One of Warren Buffett’s famous quotes is, “Our favourite holding period is forever.” The idea is to hold on to great businesses for as long as the businesses (not the stocks) continue to perform and their long-term prospects remain intact.
However, certain businesses don’t work well for a buy-and-hold strategy. That includes businesses whose profitability is reliant on high commodity prices, cyclical businesses, and businesses in industries which have been disrupted by new technologies.
Businesses with commodity exposure
Energy and mining companies that are reliant on high commodity prices to do well should not be buy-and-hold investments. These stocks have above-average volatility in their share prices, and management must accept whatever prices the underlying commodities are selling at — even when they’re very low.
By looking at the multi-year share price chart of Raging River Exploration Inc. (TSX:RRX), an oil-weighted junior producer, you can see that the company’s share price can be quite volatile.
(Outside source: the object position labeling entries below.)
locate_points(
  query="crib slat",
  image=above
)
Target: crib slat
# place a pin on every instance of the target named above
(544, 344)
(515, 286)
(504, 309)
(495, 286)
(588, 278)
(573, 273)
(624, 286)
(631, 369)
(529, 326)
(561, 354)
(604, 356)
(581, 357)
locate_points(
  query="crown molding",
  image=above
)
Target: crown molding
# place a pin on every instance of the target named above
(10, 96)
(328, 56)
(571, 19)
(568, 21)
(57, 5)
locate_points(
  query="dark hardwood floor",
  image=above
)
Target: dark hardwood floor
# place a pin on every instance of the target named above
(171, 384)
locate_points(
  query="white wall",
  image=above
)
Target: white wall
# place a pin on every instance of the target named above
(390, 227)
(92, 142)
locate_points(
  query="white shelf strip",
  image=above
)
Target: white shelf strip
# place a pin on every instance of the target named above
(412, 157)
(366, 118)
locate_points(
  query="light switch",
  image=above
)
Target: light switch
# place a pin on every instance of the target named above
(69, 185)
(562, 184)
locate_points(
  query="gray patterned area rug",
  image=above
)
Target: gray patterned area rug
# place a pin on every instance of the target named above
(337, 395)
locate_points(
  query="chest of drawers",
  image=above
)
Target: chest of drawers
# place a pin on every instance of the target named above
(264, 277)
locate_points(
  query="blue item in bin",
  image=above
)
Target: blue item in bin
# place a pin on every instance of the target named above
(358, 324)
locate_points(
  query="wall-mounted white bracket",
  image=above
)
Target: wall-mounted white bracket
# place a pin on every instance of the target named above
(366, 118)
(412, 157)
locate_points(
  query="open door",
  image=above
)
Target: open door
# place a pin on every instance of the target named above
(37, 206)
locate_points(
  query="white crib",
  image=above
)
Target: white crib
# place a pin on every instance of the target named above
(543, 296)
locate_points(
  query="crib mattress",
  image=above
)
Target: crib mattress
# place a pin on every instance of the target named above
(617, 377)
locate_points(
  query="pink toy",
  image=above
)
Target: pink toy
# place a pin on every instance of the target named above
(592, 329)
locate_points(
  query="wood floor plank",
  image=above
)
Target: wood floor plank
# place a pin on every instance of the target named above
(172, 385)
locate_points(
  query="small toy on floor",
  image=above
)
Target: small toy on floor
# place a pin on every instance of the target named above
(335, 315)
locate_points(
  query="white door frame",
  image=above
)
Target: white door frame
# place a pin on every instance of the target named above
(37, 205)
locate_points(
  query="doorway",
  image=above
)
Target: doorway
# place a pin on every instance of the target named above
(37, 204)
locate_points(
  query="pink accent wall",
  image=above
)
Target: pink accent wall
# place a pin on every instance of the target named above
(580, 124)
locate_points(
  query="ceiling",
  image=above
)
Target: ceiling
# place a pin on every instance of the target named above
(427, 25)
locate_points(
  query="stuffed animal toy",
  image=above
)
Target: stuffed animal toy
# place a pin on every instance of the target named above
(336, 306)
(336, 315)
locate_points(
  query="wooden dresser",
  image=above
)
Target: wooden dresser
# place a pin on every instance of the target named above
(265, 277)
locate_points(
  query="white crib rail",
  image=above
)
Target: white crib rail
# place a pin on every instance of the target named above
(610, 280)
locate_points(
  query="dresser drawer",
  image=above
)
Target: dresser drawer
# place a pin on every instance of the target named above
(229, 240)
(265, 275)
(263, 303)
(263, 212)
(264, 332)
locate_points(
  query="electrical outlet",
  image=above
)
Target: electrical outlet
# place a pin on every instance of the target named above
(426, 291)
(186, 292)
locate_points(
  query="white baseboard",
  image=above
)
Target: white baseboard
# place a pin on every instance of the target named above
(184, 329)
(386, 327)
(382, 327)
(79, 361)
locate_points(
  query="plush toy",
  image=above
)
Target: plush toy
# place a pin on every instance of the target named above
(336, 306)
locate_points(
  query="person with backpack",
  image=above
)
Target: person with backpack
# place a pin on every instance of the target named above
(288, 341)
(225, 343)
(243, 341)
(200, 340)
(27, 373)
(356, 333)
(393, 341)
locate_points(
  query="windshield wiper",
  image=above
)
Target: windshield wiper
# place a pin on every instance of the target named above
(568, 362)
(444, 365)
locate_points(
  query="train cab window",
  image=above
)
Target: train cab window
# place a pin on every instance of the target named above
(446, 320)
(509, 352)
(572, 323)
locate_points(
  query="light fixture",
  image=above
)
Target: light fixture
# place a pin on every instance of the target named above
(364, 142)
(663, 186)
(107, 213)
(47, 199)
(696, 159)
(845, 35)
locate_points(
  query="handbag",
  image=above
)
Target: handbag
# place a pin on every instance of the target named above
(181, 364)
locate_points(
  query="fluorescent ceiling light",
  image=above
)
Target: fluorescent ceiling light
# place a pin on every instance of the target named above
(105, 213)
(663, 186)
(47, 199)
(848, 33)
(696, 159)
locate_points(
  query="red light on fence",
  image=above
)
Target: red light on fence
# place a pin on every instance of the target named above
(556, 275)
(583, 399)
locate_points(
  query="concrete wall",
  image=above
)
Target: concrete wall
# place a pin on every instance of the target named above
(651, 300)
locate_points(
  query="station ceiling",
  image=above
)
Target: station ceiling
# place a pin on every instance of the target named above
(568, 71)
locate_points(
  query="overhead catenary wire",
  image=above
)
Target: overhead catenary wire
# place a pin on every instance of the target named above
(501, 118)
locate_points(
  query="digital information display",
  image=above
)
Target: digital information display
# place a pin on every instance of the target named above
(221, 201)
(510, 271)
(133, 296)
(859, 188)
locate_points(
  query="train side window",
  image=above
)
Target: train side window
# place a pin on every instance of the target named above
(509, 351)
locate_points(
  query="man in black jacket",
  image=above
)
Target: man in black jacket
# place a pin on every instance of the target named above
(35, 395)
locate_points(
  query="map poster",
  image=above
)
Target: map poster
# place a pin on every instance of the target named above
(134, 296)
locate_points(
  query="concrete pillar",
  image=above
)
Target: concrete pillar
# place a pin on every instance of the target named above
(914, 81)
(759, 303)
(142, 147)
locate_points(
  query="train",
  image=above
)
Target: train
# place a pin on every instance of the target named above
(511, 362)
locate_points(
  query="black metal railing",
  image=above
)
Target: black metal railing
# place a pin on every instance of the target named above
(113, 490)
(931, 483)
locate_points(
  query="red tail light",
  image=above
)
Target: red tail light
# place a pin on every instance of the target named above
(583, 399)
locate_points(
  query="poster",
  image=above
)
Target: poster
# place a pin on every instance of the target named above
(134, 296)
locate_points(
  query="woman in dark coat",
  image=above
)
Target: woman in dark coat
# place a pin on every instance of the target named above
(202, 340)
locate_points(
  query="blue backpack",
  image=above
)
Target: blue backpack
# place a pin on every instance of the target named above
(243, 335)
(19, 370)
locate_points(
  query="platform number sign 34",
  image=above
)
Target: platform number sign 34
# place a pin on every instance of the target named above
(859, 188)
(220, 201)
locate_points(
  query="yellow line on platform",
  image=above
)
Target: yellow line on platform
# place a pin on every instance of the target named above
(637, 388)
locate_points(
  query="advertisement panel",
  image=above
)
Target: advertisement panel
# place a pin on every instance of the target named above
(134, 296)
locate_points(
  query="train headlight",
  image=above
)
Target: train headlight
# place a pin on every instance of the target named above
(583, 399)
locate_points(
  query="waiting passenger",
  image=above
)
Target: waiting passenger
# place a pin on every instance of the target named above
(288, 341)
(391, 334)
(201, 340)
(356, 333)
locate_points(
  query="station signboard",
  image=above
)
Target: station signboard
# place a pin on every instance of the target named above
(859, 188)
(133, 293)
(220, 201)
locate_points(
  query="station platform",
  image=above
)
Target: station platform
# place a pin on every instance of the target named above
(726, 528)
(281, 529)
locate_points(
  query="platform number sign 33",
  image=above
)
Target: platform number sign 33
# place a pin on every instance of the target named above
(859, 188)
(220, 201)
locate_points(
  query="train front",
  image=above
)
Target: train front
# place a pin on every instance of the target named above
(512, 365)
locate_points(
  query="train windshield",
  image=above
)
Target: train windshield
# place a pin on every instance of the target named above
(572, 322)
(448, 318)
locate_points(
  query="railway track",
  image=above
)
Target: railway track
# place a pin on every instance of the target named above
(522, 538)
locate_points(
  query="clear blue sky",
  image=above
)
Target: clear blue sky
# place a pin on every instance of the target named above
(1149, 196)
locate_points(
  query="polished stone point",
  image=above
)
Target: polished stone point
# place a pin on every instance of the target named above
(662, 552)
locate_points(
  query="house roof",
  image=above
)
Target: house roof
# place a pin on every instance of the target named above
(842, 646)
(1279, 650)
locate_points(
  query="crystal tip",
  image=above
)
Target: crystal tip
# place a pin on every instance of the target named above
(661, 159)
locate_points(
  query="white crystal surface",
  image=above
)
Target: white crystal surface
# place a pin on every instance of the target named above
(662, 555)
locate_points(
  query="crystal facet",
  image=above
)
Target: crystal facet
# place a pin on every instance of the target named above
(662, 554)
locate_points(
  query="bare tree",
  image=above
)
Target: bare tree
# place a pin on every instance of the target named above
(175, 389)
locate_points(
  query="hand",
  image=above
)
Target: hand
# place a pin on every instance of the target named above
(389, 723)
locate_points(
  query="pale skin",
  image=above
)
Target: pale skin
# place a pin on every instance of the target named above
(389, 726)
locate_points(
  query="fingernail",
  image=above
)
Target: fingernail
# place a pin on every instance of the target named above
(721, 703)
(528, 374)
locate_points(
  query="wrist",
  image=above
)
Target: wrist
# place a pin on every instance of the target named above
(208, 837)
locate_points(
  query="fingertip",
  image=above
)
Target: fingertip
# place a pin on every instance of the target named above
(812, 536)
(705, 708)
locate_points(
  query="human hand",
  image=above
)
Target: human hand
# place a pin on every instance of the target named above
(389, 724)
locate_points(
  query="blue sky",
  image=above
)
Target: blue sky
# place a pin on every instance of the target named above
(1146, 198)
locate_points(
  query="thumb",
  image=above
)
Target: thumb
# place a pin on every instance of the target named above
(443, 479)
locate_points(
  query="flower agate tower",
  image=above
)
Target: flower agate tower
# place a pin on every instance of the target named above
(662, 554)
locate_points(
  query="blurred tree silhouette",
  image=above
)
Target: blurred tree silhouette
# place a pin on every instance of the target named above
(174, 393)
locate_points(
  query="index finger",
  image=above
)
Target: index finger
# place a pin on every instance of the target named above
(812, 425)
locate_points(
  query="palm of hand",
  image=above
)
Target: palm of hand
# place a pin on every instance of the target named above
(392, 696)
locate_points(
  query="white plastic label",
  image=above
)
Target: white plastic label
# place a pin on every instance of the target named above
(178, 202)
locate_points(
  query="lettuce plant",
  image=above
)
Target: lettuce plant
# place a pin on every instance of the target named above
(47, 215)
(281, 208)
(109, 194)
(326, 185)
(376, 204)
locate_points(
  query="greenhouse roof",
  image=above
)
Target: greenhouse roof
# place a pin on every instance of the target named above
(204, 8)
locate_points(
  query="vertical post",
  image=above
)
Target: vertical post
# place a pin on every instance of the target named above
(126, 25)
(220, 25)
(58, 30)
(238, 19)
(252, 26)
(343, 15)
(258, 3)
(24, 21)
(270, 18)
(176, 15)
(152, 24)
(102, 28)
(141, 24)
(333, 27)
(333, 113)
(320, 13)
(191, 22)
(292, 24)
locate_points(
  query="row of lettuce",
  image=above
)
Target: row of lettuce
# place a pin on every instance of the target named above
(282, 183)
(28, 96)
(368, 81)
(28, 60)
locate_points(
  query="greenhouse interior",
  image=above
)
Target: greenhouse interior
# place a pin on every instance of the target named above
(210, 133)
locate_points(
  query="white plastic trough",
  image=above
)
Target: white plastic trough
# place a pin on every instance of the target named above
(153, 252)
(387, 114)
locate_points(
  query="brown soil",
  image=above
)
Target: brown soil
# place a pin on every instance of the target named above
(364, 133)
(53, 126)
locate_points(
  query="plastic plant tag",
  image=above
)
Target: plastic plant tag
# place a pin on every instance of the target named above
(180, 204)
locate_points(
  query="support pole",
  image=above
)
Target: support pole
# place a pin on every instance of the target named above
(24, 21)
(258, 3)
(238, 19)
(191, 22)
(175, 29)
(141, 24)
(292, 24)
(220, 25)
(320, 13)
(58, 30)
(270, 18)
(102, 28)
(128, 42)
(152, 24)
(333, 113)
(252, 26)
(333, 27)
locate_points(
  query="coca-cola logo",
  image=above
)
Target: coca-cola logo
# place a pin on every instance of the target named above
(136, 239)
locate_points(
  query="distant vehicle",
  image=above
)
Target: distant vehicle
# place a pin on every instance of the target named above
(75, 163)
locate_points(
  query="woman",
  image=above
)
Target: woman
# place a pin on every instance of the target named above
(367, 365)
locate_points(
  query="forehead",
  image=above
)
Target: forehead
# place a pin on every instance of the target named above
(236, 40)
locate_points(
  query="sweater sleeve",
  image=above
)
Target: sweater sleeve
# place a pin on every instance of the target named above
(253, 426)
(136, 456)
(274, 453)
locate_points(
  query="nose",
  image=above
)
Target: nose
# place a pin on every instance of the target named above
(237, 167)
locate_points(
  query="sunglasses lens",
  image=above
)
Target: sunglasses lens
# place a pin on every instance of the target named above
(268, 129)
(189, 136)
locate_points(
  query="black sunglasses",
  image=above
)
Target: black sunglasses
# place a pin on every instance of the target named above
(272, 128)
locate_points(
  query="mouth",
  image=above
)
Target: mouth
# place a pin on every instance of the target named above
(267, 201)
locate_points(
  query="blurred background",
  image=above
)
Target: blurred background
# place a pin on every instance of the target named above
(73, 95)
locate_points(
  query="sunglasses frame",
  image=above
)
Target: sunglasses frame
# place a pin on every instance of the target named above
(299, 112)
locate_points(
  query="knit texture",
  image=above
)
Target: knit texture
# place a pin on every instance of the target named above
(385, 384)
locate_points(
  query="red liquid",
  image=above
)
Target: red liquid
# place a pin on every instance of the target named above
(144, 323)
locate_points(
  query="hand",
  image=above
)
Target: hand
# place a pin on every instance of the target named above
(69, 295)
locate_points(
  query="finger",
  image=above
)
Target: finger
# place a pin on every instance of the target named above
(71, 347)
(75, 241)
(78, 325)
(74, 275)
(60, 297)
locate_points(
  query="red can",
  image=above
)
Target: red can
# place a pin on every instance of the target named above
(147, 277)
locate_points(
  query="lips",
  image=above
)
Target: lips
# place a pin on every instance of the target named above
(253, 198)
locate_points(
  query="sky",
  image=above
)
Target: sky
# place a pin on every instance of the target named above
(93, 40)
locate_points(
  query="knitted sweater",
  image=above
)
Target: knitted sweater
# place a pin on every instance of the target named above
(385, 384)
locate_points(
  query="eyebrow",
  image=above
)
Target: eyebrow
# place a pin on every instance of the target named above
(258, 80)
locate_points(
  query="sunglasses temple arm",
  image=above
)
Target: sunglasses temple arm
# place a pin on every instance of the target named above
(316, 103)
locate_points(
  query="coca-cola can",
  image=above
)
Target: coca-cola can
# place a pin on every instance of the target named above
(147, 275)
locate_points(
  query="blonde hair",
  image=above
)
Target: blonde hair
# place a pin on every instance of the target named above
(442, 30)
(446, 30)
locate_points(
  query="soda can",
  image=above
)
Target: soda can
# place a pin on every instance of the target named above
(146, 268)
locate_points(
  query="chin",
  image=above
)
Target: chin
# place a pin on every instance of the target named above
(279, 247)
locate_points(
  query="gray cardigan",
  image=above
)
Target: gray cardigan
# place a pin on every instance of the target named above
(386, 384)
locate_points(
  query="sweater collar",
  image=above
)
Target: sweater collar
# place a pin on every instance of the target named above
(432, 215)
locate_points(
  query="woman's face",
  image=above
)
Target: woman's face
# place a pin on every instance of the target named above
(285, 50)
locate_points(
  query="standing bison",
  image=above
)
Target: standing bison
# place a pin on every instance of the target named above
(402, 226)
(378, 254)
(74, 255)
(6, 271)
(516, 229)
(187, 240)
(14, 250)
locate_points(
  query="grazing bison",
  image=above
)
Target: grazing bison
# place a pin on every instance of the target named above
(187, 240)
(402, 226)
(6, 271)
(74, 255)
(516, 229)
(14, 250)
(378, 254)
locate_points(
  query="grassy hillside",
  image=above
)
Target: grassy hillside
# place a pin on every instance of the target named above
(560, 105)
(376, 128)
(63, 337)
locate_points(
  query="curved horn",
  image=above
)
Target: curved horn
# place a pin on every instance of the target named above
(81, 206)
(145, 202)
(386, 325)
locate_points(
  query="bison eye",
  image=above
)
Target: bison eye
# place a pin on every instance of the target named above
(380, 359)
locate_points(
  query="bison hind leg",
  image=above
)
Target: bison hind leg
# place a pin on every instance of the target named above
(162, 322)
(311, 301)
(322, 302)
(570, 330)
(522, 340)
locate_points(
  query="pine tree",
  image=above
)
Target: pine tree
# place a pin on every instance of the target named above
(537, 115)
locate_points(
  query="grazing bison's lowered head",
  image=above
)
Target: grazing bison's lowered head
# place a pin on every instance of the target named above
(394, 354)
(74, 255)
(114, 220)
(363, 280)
Even though the company is expected to generate strong cash flows, the volatility of earnings and cash flows from changing commodity prices puts pressure on the stock when energy prices are low.
Even for a large, integrated energy company such as Suncor Energy Inc. (TSX:SU)(NYSE:SU), its share price has largely traded in a range sideways since 2008. From the recent trading history, the stock is better traded by buying in the high $20s or low $30s and selling in the $40s.
Similarly, one should try to catch Teck Resources Ltd. (TSX:TECK.B)(NYSE:TECK) and Cameco Corp. (TSX:CCO)(NYSE:CCJ) at their lows and sell at highs instead of holding them for the long term.
Cyclical businesses
Snc-Lavalin Group Inc. (TSX:SNC) is a leading engineering and construction company. It tends to do well when the economy is booming. Since 2008, it has traded in a range of ~$35 to ~$58.
It finally looks like its earnings and cash flows have caught up to its share price, and if the economy continues to improve, the shares could experience a nice pop.
Disrupted industries
Amazon.com, Inc. (NASDAQ:AMZN) and e-commerce in general have caused some retailers to go out of business and many others to change the way they sell.
Retail real estate investment trusts have also been affected indirectly. For example, both RioCan Real Estate Investment Trust (TSX:REI.UN) and Smart REIT (TSX:SRU.UN) are trading near their 52-week lows.
As another example, electric cars will replace gasoline cars over time. Although still unprofitable, Tesla Inc. (NASDAQ:TSLA) stock has done markedly better than General Motors Company (NYSE:GM) and Ford Motor Company (NYSE:F).
In the last 12 months, Tesla stock has appreciated 54%, while GM and Ford have appreciated 9% and 15%, respectively. Tesla stock’s five-year performance is even more amazing — up +1,000%!
Tesla shareholders believe in the company’s bright future prospects. And the stock will likely continue to do well unless the general market tanks.
Investor takeaway
Investors should be extra careful around commodity-related stocks, cyclical stocks, and stocks in disrupted industries. Certainly, do not be complacent.